Windows 3.0 is nice if you use a PC-clone, but it is a tad hardware hungry. Reports indicate that a nice Windows platform is a 25 MHz 80386 machine with color VGA and 4 meg of memory. Microsoft claims that Windows runs on 8086 machines (XT-class), but recommends a 80286 with 2 meg of RAM as a minimum system. There are a lot of 386 machines out there, but when you get right down to it, by far the majority of them are 8086 and 286 machines with 640K of RAM. Those are the el-cheapo machines that everyone talks about getting because the price is right. Those are also the machines which are still going strong after being in service for three or four years.
A company called Geoworks is betting that most of those machines will never run Windows 3.0 comfortably and has introduced a competing - yes Virginia, some companies do try to compete with Microsoft - graphical interface to sit on top of DOS. This interface, called Geos, provides the same basic features as Windows 3.0 such as pre-emptive multitasking, multiple threads, bit-mapped and outline fonts, and device-independent graphics. However, Geos runs happily on machines as lowly as an XT with 512K of RAM, CGA or Hercules graphics, DOS 2.0 or later, 3 meg of hard disk space, and of course, a mouse. Not everyone has a mouse, but other than that, Geos's requirements are minimal. This is not to say that it doesn't run better on a 286 with extra memory (extended or expanded) and a nice color VGA monitor.

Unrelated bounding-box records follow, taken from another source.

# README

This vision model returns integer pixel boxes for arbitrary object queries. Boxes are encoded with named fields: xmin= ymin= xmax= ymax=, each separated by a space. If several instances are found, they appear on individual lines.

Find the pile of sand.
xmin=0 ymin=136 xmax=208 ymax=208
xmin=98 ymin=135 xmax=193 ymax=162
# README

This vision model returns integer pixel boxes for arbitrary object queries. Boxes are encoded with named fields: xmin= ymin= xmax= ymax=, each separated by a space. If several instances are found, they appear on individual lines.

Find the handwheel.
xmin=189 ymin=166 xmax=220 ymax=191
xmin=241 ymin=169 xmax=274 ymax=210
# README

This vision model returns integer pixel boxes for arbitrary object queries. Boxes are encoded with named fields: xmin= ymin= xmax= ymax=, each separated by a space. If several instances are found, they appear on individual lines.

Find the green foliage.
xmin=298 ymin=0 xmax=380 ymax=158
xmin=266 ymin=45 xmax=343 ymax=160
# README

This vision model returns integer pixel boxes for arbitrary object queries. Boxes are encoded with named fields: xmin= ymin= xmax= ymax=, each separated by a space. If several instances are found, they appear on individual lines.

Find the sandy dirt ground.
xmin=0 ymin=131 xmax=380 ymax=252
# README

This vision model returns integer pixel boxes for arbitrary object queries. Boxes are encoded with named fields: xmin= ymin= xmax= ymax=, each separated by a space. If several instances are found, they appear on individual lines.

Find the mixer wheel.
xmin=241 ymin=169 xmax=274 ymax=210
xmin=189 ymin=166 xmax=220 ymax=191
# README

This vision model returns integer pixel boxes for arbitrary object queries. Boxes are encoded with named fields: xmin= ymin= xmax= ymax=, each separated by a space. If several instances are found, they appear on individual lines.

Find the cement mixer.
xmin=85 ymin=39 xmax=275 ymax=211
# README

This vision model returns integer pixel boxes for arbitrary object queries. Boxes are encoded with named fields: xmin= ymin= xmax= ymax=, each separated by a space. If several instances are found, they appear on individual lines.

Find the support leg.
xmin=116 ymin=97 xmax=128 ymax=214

The Geoworks Ensemble has a number of applications to allow users to do something right away with a graphical environment. Included are Geo Write, Geo Draw, Geo Planner, Geo Dex, Geo Comm, Geo Manager, a notepad, and calculator. Both the OSF/Motif interface and a Presentation Manager-type interface are included so you can pick and choose what the interface looks like. Geoworks has had some experience in this arena since there are versions of Geos for various Commodore computers and the Apple II line. We doubt that Geoworks will steal Microsoft's thunder since it's hard to beat a $10 million advertising campaign such as the one Windows 3.0 was treated to, but for many millions of PC users, Geos might put a bit of a shine on DOS.